GL/Vulkan have extensions to use dmabuf, yes
oh nice!
I was also wondering about those DMABUFs, when e.g. using frames from a webcam directly as input for an encoder, is the `fd` value for each buffer different? 
(not sure if I explained that correctly)
I was wondering about that, because here https://github.com/raspberrypi/libcamera-apps/blob/56ae02a57193d703524ebf6ca64cf093df44de36/encoder/h264_encoder.cpp#L196 
no offset is given that could be used to get a pointer to some buffer; instead it uses the given `fd`, which made me think that each buffer has it's own `fd`
yes, the fd is different for each buffer
the fd is a buffer handle
ok
pinchartl: when I create 2 threads can I use poll on the same FD, with POLLIN? and how would I be able to see what buffer is ready (e.g. the _OUTPUT or _CAPTURE)? 
.. I mean, let's say I want to start feeding yuv data, then I must get access to a buffer that I can fill, but how do I know if I can start feeding data? and how would I now what buffer to fill? ..and how would I know when I can reuse the buffer? 
polling on the same fd will work, but you can't tell which of the two threads will be woken up
once select() returns with events on the fd
you can just call VIDIOC_DQBUF twice, once with each buffer type (capture and output)

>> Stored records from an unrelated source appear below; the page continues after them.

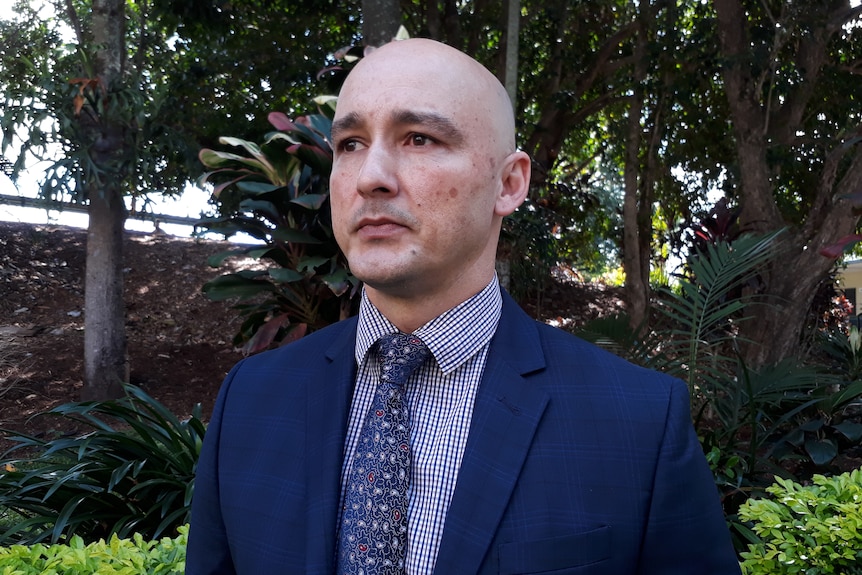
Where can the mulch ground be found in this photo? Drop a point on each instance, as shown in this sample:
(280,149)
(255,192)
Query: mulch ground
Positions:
(179,342)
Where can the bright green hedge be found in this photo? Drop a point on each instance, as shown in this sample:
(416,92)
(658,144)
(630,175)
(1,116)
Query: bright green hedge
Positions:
(116,557)
(810,530)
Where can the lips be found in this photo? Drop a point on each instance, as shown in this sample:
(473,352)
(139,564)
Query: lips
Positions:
(372,228)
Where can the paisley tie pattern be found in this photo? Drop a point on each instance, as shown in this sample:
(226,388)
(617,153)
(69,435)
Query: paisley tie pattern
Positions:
(373,536)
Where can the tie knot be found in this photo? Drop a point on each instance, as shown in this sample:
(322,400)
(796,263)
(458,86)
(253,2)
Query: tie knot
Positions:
(400,355)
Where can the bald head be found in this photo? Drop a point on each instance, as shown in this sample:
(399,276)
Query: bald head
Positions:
(459,84)
(425,169)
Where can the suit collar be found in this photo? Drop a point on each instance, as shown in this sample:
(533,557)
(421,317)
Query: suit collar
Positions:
(508,409)
(328,407)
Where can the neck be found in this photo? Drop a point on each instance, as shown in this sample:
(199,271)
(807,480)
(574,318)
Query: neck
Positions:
(409,313)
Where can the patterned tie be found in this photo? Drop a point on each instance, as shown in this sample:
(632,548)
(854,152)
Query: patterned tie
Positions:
(374,526)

if VIDIOC_DQBUF fails with -EAGAIN, you just continue
if it succeeds, you process the dequeued buffer
make sure to open the device in non-blocking mode (O_NONBLOCK)
you need to keep track of buffers
ah ok, so it would be better to just create one thread for the poll()ing
if you allocate N buffers, initially you have buffers 0..N-1 that you can use
you pick any of them, fill it, and queue it
at that point you need to record that that buffer has been queued and can't be used anymore
and do I use the `.index` member to keep track of which buffer is used/reusable?
once you dequeue it with DQBUF, you put it back in the pool of available buffers
yes, you can use the buffer index for that
you have to maintain a pool of indexes that are free
or even indices
yep, I got that from the rpi example indeed
thanks
it would be nice to have a userspace library for codecs that would handle all that for you
like libcamera does for cameras
yeah, I think in general a nice clean hw-encoding/decoding library would be nice
not a library like ffmpeg, just a small one that does encoding/decoding
would a ioctl block when not using O_NONBLOCK?
of course you could also use a framework like gstreamer that would handle it for you
or some other func/
VIDIOC_DQBUF will block if no buffer is available and the device is open in blocking mode
yeah gstreamer is nice but to me it's similar in size as ffmpeg (probably a bit smaller)
ok
blocking mode makes very little sense in general. in a very small test application that just captures frames from one device, maybe, but as soon as you make something "real", non-blocking mode is the way to go
yes
hverkuil: I'd like to review the patch. I can take it to my tree then.